Bone defects remain a major threat to human health and bone tissue regeneration has become a prominent clinical demand worldwide. The combination of microRNA (miRNA) therapy with 3D printed scaffolds has always posed a challenge. It can mimic physiological bone healing processes, in which a biodegradable scaffold is gradually replaced by neo-tissue, and the sustained release of miRNA plays a vital role in creating an optimal osteogenic microenvironment, thus achieving promising bone repair outcomes. However, the balance between two key factors - scaffold degradation behavior and miRNA release profile - on osteogenesis and bone formation is still poorly understood. Herein, we construct a series of miRNA-activated hydrogel scaffolds (MAHSs) generated by 3D printing with different crosslinking degree to screened the interplay between scaffold degradation and miRNA release in the osteoinduction activity both in vitro and in vivo. Although MAHSs with a lower crosslinking degree (MAHS-0 and MAHS-0.25) released a higher amount of miR-29b in a sustained release profile, they degraded too fast to provide prolonged support for cell and tissue ingrowth. On the contrary, although the slow degradation of MAHSs with a higher crosslinking degree (MAHS-1 and MAHS-2.5) led to insufficient release of miR-29b, their adaptable degradation rate endowed them with more efficient osteoinductive behavior over the long term. MAHS-1 gave the most well-matched degradation rate and miR-29b release characteristics and was identified as the preferred MAHSs for accelerated bone regeneration. This study suggests that the bio-adaptable balance between scaffold degradation behavior and bioactive factors release profile plays a critical role in bone regeneration. These findings will provide a valuable reference about designing miRNAs as well as other bioactive molecules activated scaffold for tissue regeneration.

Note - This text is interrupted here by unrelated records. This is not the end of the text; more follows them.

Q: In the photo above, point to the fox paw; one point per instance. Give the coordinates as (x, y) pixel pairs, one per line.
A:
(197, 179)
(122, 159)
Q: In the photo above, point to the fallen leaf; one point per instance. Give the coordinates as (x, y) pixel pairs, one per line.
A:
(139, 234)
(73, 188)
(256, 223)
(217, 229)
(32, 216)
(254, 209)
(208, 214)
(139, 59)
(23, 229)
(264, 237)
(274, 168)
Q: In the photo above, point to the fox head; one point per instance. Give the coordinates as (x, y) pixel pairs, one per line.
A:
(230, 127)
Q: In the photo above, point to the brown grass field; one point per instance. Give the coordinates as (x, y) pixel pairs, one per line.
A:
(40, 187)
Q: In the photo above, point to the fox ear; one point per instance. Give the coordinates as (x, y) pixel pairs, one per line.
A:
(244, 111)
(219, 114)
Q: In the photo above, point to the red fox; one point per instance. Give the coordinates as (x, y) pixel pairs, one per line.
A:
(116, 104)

骨缺损仍然是人类健康的主要威胁，骨组织再生已成为世界范围内突出的临床需求。microRNA (miRNA) 疗法与 3D 打印支架的结合一直是一个挑战。它可以模拟生理性骨愈合过程，其中可生物降解的支架逐渐被新组织取代，并且 miRNA 的持续释放在创造最佳成骨微环境中起着至关重要的作用，从而实现了有希望的骨修复结果。然而，关于成骨和骨形成的两个关键因素——支架降解行为和 miRNA 释放曲线——之间的平衡仍然知之甚少。在此处，体外和体内. 尽管具有较低交联度的 MAHS（MAHS-0 和 MAHS-0.25）在缓释曲线中释放了更多的 miR-29b，但它们降解太快，无法为细胞和组织向内生长提供长期支持。相反，尽管具有较高交联度的 MAHS（MAHS-1 和 MAHS-2.5）的缓慢降解导致 miR-29b 的释放不足，但它们适应性的降解速率使其具有更有效的长期骨诱导行为。MAHS-1 具有最匹配的降解率和 miR-29b 释放特性，并被确定为加速骨再生的首选 MAHS。这项研究表明，支架降解行为和生物活性因子释放曲线之间的生物适应性平衡在骨再生中起着关键作用。